Proleter yol çok farklıdır. Bu belirleyici saatte, çıkarlarınıza sahte bir şekilde hitap eden tüm siyasi oluşumlara karşı, tüm işçi güçlerini SAVAŞA KARŞI MÜCADELE adını taşıyan tek bir hedef etrafında birleştirmek söz konusudur. Bu mücadele, savaşa karşı aktif ve pasif direnişte, sınıf çatışmalarının derinleştirilmesinde, işçilerin gericiliğe karşı savunmasının güçlendirilmesinde, burjuva egemenliğinin en acımasız biçimine karşı proletaryanın çabalarını koordine eden ve bu savaş sırasında proleter devrimin kaldıraçları haline gelen kitle örgütlerinin kurulmasında ifadesini bulur. Bu nedenle, altı partinin maceracı ayaklanma demagojisine karşı, savaşa karşı proleter birleşik cephenin sözünü başlattık. Bu nedenle bugün sınıf düşmanınızın manevrasını kınıyor ve size doğru yolu, kendine işçi diyen partilerin size göstermeyi reddettiği tek yolu, proleter devrimin bilinçli, metodik ve emin bir şekilde hazırlanması yolunu gösteriyoruz.

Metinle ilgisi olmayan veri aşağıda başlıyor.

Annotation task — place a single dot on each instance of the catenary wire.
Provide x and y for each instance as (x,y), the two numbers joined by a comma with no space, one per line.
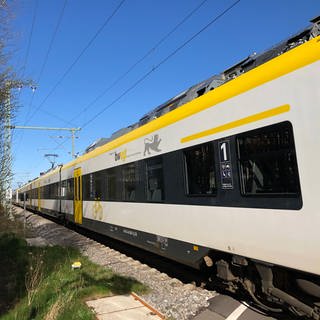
(98,97)
(100,29)
(218,17)
(41,72)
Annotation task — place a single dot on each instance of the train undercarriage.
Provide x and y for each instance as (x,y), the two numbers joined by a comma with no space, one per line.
(274,289)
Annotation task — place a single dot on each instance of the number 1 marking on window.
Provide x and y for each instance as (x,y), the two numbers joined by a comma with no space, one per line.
(223,147)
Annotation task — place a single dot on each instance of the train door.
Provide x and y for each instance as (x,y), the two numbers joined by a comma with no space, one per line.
(77,203)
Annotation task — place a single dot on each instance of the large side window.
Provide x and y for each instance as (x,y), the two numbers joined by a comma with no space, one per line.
(267,161)
(129,181)
(200,170)
(154,177)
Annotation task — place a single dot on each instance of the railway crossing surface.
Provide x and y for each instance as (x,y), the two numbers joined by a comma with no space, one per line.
(226,308)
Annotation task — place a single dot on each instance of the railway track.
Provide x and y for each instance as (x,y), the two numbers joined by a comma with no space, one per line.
(177,291)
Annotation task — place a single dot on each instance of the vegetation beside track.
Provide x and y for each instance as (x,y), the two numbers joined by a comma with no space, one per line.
(39,282)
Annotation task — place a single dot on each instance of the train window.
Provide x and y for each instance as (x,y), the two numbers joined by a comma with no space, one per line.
(200,170)
(111,184)
(129,181)
(267,161)
(154,177)
(70,189)
(97,191)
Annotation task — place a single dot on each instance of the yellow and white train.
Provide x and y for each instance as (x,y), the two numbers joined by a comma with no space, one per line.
(223,176)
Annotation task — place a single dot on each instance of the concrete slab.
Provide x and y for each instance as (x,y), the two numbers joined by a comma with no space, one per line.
(122,308)
(37,242)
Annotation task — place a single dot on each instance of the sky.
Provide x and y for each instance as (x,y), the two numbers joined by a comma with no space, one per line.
(100,65)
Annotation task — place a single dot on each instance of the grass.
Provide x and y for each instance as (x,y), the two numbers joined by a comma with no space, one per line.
(39,283)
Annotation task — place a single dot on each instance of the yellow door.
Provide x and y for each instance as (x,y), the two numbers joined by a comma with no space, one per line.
(77,203)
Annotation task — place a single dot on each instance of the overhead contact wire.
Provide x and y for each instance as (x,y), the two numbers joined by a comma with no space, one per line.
(78,58)
(140,60)
(161,63)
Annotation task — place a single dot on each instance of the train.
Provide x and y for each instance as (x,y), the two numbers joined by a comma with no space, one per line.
(222,177)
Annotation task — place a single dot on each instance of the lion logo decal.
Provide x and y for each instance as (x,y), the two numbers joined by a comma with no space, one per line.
(151,144)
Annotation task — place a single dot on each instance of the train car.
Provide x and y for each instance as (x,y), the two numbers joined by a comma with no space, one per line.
(221,177)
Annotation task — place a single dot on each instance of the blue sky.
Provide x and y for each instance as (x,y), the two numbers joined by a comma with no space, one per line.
(137,26)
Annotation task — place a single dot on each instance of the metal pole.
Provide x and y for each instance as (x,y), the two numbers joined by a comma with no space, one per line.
(7,176)
(72,137)
(72,130)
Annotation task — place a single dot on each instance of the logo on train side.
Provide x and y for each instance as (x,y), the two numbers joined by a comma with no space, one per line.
(122,155)
(152,144)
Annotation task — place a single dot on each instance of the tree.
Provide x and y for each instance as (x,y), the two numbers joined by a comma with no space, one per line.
(8,81)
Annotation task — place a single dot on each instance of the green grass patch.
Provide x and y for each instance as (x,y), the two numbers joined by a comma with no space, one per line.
(41,283)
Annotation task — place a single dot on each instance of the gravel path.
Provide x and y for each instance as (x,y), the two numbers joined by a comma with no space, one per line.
(168,295)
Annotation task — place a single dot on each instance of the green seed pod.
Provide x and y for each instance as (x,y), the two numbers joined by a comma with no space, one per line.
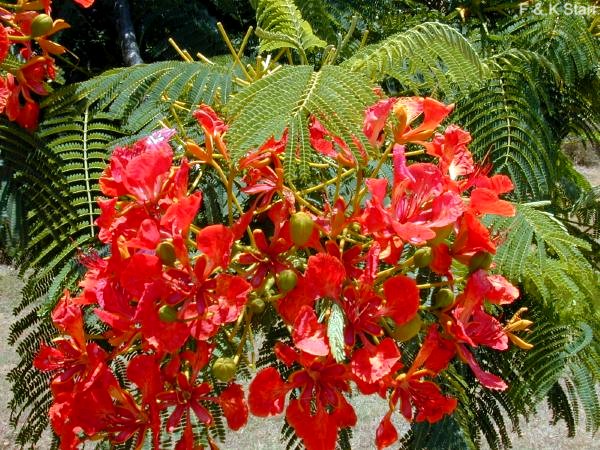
(257,305)
(41,25)
(286,280)
(301,227)
(166,252)
(167,313)
(480,260)
(407,331)
(224,369)
(422,257)
(443,299)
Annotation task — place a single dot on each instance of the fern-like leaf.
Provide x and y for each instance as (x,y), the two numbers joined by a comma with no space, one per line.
(428,57)
(335,96)
(280,25)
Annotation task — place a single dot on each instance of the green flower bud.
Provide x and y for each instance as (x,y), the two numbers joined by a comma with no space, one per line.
(41,25)
(286,280)
(480,260)
(408,330)
(257,305)
(224,369)
(166,252)
(443,299)
(167,313)
(301,227)
(422,257)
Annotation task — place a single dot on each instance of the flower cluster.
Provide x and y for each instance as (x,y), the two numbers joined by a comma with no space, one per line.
(349,284)
(26,32)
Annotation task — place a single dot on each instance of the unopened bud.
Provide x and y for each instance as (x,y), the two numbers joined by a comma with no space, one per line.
(286,280)
(407,331)
(443,299)
(257,305)
(422,257)
(166,252)
(167,313)
(301,227)
(480,260)
(224,369)
(41,25)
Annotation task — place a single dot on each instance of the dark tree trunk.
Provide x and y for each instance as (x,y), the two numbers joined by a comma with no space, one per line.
(129,47)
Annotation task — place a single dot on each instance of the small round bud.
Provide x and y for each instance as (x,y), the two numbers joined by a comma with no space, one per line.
(422,257)
(480,260)
(408,330)
(286,280)
(41,25)
(167,313)
(224,369)
(443,299)
(257,305)
(301,227)
(166,252)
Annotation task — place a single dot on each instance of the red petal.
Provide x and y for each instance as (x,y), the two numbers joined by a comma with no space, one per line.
(215,242)
(318,432)
(232,292)
(386,433)
(373,363)
(486,201)
(402,296)
(85,3)
(375,118)
(285,353)
(234,406)
(431,405)
(308,334)
(144,371)
(435,353)
(180,215)
(325,274)
(4,43)
(144,175)
(68,319)
(489,380)
(501,291)
(267,393)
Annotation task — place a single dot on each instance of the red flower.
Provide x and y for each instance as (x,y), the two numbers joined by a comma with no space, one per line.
(420,203)
(320,410)
(308,334)
(214,129)
(451,149)
(188,394)
(371,363)
(375,119)
(140,170)
(4,43)
(326,275)
(406,110)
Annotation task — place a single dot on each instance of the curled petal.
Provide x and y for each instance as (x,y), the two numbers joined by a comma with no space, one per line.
(267,393)
(489,380)
(370,364)
(309,335)
(234,406)
(402,296)
(386,433)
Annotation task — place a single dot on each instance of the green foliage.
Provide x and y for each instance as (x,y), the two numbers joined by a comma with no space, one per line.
(431,57)
(263,109)
(280,25)
(520,87)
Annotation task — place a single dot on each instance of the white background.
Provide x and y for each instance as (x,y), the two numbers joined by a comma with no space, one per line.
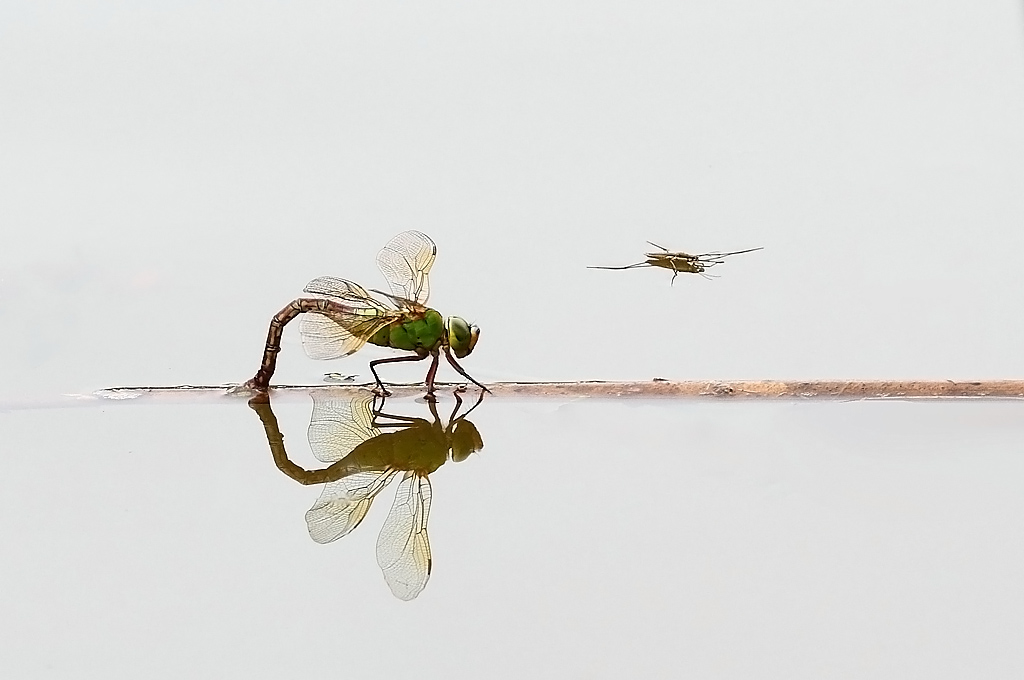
(172,174)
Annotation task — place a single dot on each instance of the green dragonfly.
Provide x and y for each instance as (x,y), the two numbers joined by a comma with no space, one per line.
(348,434)
(342,316)
(679,261)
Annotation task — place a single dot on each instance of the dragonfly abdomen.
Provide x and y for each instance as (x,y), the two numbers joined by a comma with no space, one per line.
(412,333)
(302,305)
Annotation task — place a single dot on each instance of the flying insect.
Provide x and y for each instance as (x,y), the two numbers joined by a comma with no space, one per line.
(679,261)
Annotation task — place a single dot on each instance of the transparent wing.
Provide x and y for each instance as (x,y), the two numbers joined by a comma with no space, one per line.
(344,503)
(402,548)
(339,425)
(340,289)
(344,332)
(406,263)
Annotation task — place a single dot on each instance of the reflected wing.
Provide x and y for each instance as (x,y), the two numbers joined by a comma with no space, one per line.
(344,332)
(339,425)
(406,263)
(344,503)
(402,548)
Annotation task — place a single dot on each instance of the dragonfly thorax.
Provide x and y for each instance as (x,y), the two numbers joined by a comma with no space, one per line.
(420,331)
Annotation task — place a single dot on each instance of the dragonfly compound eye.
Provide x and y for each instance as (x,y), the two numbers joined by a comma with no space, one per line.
(462,336)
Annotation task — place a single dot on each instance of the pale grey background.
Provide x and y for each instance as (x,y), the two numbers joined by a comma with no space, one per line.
(174,173)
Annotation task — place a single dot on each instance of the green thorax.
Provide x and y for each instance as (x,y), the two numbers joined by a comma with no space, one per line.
(414,332)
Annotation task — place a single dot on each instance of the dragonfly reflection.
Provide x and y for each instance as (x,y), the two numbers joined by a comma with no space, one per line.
(366,449)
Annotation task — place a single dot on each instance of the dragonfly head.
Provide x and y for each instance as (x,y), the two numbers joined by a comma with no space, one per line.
(465,440)
(462,335)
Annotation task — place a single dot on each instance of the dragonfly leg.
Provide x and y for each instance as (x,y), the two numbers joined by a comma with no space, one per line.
(462,372)
(430,379)
(390,359)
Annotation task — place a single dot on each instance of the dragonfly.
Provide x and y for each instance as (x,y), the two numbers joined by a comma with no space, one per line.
(679,261)
(364,458)
(341,316)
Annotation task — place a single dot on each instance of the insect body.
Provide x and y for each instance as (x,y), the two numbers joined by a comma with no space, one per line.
(365,455)
(343,316)
(679,261)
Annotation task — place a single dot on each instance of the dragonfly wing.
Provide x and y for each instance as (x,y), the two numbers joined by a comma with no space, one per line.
(353,320)
(339,425)
(406,263)
(340,289)
(344,503)
(402,547)
(324,338)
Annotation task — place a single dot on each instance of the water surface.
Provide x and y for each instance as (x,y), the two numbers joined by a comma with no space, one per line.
(153,538)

Proletarya, onu uçurumun kenarında tutma çabalarımıza rağmen, hizmet ettiği amaçlar ve sunduğu umutlar açısından çılgınca olduğunu düşündüğümüz bir mücadeleye sürüklenmesine izin verdiği gün, sizinle birlikte ve aranızda, yorulmak bilmeyen bir enerjiyle size aynı yolu göstermeye devam edeceğiz. Çünkü işçiler, bizim yerimiz, emekçi kitlelerin mücadeleye giriştiği her yerdir; onlara açık sınıf damgalarını yeniden kazandırmak ve Stalinist ve sosyal-demokrat oportünizmin şovenist ve savaş kışkırtıcısı sloganlarının karşısına proleter iktidar mücadelesinin sınıfçı ve enternasyonalist sloganlarını koymak için. Bir sınıf partisi sorumluluklarını üstlenmekte tereddüt etmez. Bu parti olan bizler, onu terk etmeyeceğiz.

KAHROLSUN SAVAŞ!

YAŞASIN PROLETER DEVRİM!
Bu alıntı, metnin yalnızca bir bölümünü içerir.